A errância como fundamento: Instituto Tomie Ohtake realiza o seminário A terra, o fogo, a água e os ventos

Programação amplia a leitura do pensamento de Édouard Glissant, autor essencial para compreender identidade na modernidade afro-atlântica.

A errância como fundamento: Instituto Tomie Ohtake realiza o seminário A terra, o fogo, a água e os ventos Édouard Glissant ©AFP - Ulf Andersen / Aurimages

O Instituto Tomie Ohtake realiza, nos dias 24 e 25 de novembro de 2025, o seminário A terra, o fogo, a água e os ventos, parte da programação da exposição A terra, o fogo, a água e os ventos – Por um Museu da Errância com Édouard Glissant, em cartaz no instituto. A iniciativa é apresentada pelo Ministério da Cultura por meio da Lei Federal de Incentivo à Cultura (Lei Rouanet).

A importância de Édouard Glissant

É um momento importante para revisitar Édouard Glissant (1928–2011), pensador martinicano cuja obra continua a redefinir debates sobre identidade, cultura, política, língua, literatura e colonialidade. Glissant, frequentemente associado ao grande ciclo intelectual do Caribe — ao lado de Césaire, Fanon, Élie e Patrick Chamoiseau — elaborou uma filosofia da relação que confronta noções tradicionais de centro, transparência e universalidade. Sua concepção de mundo é multiplicada, rizomática, atravessada por fluxos e encontros que recusam hierarquias unívocas.

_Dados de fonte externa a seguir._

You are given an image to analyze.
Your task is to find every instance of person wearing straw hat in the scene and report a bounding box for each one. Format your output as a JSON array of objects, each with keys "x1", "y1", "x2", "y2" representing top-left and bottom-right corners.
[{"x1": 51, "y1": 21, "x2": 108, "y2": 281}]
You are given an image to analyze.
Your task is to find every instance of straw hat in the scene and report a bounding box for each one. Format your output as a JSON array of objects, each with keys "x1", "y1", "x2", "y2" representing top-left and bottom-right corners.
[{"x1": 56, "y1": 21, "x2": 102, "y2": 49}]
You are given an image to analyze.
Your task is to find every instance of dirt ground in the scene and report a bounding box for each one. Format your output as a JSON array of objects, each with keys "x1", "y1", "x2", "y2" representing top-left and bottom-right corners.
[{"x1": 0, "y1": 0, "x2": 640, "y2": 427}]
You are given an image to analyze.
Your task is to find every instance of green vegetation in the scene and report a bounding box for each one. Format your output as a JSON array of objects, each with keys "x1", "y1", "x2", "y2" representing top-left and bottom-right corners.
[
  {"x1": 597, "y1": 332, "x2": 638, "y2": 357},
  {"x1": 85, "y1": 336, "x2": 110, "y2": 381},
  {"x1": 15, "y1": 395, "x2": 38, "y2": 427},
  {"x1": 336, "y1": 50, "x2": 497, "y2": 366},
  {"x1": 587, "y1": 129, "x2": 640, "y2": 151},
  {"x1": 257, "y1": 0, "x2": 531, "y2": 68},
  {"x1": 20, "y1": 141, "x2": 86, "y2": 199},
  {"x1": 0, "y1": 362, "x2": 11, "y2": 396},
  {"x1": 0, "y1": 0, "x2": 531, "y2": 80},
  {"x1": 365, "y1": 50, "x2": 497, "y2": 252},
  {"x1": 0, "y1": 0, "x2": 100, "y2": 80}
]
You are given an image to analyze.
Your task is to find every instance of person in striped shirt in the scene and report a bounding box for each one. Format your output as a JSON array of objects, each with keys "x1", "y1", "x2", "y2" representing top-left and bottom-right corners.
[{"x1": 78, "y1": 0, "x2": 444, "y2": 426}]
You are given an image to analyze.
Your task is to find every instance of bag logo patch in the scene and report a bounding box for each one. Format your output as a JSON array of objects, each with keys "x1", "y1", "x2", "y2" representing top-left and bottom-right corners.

Foto: © sylvieglissant/Instagram

Sua noção de crioulização formula um processo contínuo de transformação entre culturas, sem síntese ou fusão total; uma fricção criativa que produz novas formas de existência. A opacidade, talvez seu conceito mais citado, afirma o direito de indivíduos e povos não serem totalmente compreendidos ou traduzidos por modelos coloniais de conhecimento. A errância — termo central da exposição e do seminário — não é dispersão, mas método: caminhar através de geografias culturais sem submeter-se a centros de poder ou identidades fixas. Já a ideia de arquipélago, contraposta às metáforas continentais, propõe um mundo feito de ilhas conectadas por relação, e não por dominação.

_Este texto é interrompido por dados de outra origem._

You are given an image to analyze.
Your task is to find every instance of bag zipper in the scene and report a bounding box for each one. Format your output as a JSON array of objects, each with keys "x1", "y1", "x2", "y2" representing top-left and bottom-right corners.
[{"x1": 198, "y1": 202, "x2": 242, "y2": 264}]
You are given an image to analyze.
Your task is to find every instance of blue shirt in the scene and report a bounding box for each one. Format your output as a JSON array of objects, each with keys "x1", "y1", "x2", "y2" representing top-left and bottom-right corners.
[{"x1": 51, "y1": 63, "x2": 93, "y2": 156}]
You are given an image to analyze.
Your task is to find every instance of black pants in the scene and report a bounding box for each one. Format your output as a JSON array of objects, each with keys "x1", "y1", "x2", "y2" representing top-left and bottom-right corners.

É esse universo que orienta o seminário organizado por Ana Roman, Paulo Miyada e Sylvie Séma Glissant, reunindo nomes como Patrick Chamoiseau, Manthia Diawara, Nadia Yala Kisukidi e Anne Lafont — vozes que, cada uma à sua maneira, expandem a discussão sobre arte, diáspora, literatura e política.

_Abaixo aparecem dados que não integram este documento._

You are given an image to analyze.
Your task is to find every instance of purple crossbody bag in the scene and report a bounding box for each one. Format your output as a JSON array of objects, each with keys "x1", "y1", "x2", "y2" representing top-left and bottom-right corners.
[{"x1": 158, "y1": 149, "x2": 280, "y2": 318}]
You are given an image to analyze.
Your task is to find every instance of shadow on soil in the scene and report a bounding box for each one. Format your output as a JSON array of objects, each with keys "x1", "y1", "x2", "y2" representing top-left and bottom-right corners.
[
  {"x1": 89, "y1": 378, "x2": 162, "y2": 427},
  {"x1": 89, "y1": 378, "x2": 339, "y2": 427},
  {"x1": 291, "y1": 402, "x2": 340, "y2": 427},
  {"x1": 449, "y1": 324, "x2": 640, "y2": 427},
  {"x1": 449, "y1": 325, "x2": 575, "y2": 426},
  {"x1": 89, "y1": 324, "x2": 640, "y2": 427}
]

Os encontros terão tradução simultânea e transmissão pelo canal do Instituto Tomie Ohtake no YouTube.

Como parte da programação, a editora Bazar do Tempo lança a nova edição de O discurso antilhano, de Édouard Glissant. Publicado originalmente em 1981, o livro — traduzido por Thiago Florencio, com revisão técnica de Luís Carlos Ferreira e Mirella Bottaro — é um dos pilares da obra do autor. Ali, Glissant articula poesia, filosofia, história e antropologia para discutir as tensões entre língua, memória e identidade nas Antilhas. O texto antecipa elaborações cruciais que se tornariam referências globais, como a “Poética da Relação”. A edição será vendida com exclusividade na Loja Tomie, ao preço de R$ 160,00.

O seminário integra o projeto Arquipélago Glissant, uma articulação da Temporada França–Brasil que envolve o Institut français, o Institut du Tout-Monde, o Édouard Glissant Art Fund, a Bazar do Tempo, a FLUP – Festa Literária das Periferias, o Instituto Tomie Ohtake, o MAM_BAHIA e o Pivô Salvador. A iniciativa propõe múltiplos formatos de diálogo entre a obra de Glissant e a produção artística no Brasil. Como recorda Sylvie Séma Glissant, ecoando o autor: “Nous avons rendez-vous où les océans se rencontrent” (“Temos um encontro onde os oceanos se encontram”).

Antes de chegar a São Paulo, nos dias 24 e 25 de novembro, o Arquipélago Glissant passa pelo Rio de Janeiro (21 de novembro, na FLUP) e segue depois para Salvador (27 a 29 de novembro), em parceria com o MAM_BAHIA e o Pivô Salvador.


PROGRAMAÇÃO – SÃO PAULO

Instituto Tomie Ohtake | 24 e 25 de novembro de 2025
Inscrições aqui

Segunda-feira, 24 de novembro

15h — Mesa: Por um museu, com Édouard Glissant
Participantes: Sylvie Séma Glissant; Étienne de France; Manthia Diawara; José Eduardo Ferreira dos Santos
Mediação: Paulo Miyada
Sinopse: Glissant concebeu o “museu da errância”, um museu atento ao século 21, às múltiplas origens e às relações dinâmicas que atravessam as artes. A mesa aborda essas conexões e seus desdobramentos, em diálogo com a exposição em cartaz.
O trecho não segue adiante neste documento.